Coordinating Direct Mail with Online Channels
I recently wrote about direct mail and the effectiveness of this traditional marketing channel for both communicating with customers and prospecting for new ones. Direct mail alone can be successful and it can be even more powerful when combined with digital marketing channels. Let’s look at these digital options, some you are using currently, and others that are up and coming.
Website Landing Pages
If you plan a direct mail campaign that leads the recipient online, you will most likely need to use landing pages. They are called landing pages because these are pages that a web visitor will arrive at, or land on, from a web address in your promotion. Landing pages have the single objective of moving your web visitor to take your desired action. For example, if you send a mailer promoting portable easels with a call to action to visit a web page, the URL in the mailer should go to a landing page all about portable easels. The page should include a call to action about purchasing, or attending a demo, or whatever action you want the recipient to take.
Most businesses are using email marketing with a database of emails and a method for building and broadcasting their emails. If your business is not yet using email marketing, I suggest you look into this channel as a way to communicate with your customers. There are many easy-to-use and affordable email services to choose from including MailChimp and Constant Contact.
You can combine direct mail and email to increase the impact of your message. Mailing a print piece and broadcasting an email with similar graphics and messaging helps increase recognition and response. Think carefully about what info each piece should include and where you will send the recipient of the message for more information, most likely a landing page on your website. To respond to the printed piece, the recipient must go online and enter the website address from the mailer. When responding to an email, it is as simple as clicking on a link in the email.
A URL (Uniform Resource Locator) is essentially a web address and a pURL is a personal URL that will send the recipient to a web page personalized just for them. This custom web page should display their name and include other info that you have for that person such as their title, business name, location, etc.
Your direct mail piece needs to entice your recipient to respond by going to this personalized web page. That web page should continue the offer or message from the mail piece, leading the respondent to take your desired action. Do you want them to make a product purchase or perhaps to provide some additional information about themselves? Whatever it is, your challenge is to provide a compelling offer based upon your knowledge of the recipient.
QR (Quick Response) codes are bar codes that can be scanned by a smartphone or tablet. Once scanned, you are immediately taken to a web page. QR codes have not shown the great popularity many people were expecting when they first came out. This may be because they weren’t used very well. A lot of early QR codes took people to the home page of a company’s website. What a QR code should do is take you to a specific landing page about a topic. For example, I have seen QR codes on outdoor real estate signs that simply take you to the home page of the company’s website, when the QR code should take you directly to a page about that specific property. You don’t want to frustrate the user and stop their engagement, you want to guide them through a positive experience. Also, remember that when someone is using a QR code they are on a mobile device and that means the website they are taken to must be optimized for mobile viewing.

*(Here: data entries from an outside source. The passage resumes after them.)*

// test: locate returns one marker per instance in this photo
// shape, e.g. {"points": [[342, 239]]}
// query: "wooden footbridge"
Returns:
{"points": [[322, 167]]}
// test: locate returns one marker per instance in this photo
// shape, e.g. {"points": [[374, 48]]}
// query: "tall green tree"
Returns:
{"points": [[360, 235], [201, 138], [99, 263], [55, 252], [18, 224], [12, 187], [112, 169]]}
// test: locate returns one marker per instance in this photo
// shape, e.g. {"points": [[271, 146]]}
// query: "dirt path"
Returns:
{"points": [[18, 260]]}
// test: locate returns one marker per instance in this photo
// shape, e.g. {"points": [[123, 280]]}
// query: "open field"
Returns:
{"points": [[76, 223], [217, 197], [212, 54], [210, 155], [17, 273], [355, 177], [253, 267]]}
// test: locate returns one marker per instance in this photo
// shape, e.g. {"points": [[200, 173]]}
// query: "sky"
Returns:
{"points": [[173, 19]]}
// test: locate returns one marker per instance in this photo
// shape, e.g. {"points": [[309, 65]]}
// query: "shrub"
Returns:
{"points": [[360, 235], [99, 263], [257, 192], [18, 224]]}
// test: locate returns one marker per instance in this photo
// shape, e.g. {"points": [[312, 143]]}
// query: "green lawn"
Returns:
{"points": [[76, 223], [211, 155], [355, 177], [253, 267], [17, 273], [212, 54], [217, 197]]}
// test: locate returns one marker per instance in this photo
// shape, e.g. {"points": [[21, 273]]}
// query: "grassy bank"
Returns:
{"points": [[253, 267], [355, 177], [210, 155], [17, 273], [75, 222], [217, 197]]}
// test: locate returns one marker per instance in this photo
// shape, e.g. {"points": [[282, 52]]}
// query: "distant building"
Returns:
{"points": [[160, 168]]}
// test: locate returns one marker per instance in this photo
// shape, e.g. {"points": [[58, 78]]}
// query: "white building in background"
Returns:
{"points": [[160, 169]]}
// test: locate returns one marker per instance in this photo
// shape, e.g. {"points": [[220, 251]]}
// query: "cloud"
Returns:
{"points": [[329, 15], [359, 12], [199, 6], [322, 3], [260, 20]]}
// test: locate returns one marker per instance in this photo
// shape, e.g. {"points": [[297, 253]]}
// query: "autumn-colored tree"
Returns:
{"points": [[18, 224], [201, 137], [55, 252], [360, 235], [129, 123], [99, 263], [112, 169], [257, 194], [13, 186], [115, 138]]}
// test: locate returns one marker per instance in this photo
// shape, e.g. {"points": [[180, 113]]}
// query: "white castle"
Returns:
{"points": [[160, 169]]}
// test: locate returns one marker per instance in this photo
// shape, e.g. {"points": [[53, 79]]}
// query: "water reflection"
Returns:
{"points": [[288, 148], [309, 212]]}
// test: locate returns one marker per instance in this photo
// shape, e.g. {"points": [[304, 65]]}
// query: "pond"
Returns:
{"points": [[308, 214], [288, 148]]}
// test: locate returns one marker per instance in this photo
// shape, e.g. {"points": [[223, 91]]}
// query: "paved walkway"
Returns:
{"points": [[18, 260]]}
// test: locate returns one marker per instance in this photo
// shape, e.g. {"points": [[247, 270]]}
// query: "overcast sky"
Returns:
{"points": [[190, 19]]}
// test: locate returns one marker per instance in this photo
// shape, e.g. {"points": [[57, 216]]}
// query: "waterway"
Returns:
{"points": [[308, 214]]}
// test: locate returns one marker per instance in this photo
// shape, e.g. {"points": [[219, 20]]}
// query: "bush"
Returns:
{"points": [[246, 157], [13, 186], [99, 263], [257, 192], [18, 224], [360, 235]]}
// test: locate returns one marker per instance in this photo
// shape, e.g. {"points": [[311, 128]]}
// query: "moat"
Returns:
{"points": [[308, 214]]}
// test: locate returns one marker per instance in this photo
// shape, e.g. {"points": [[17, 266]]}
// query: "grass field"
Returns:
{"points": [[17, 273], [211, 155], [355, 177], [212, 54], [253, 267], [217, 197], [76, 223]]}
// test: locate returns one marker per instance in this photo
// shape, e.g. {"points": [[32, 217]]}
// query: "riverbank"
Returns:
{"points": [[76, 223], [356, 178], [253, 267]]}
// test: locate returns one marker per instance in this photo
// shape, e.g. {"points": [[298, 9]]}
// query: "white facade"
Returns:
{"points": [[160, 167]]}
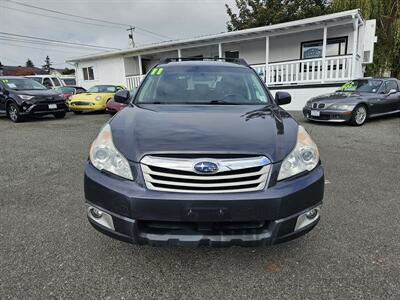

Augmented Reality (AR) is very sophisticated and perhaps too expensive for many businesses at this time. But it is up and coming and may be more affordable as it broadens in scope. AR is now coming into the marketing mix because recent developments have made this technology accessible with a smartphone. Augmented reality involves a real world environment that is augmented by computer generated sensory input that can include sound, video, graphics, or GPS (global positioning system) data. The goal of the AR system is to create an experience where the user cannot tell the difference between the real world and the virtual components that have been added.
Here is a website that has examples of AR in use today, including IKEA’s AR catalog that lets shoppers see how furniture will look in their home. http://www.creativeguerrillamarketing.com/augmented-reality/10-examples-augmented-reality-retail. You can see some very creative uses of the reality/fantasy experience and how effective it can be.
Create a Path
When planning a direct mail campaign that leads recipients online you’ll want to identify all the touchpoints that will be involved and fully understand how each one impacts the others. Your direct mail will lead people to your website, so you must plan out their entire experience, from receiving your mailer to where they will be sent online, and what you want them to do from there.
Your call-to-action will send people online where they should be sent directly to a landing page that continues your message. For example, if you are sending them online to register for an event, then they should be sent to the event sign up page. If your direct mail is promoting a sale on a specific product, they should be sent directly to that product page. They should not be sent to your home page where they will have to figure out how to find that product. At each step that you have created for your recipient, there should be a call-to-action to direct and encourage them to the next step and the final action you want them to take. Every step must have a role in improving your response rate.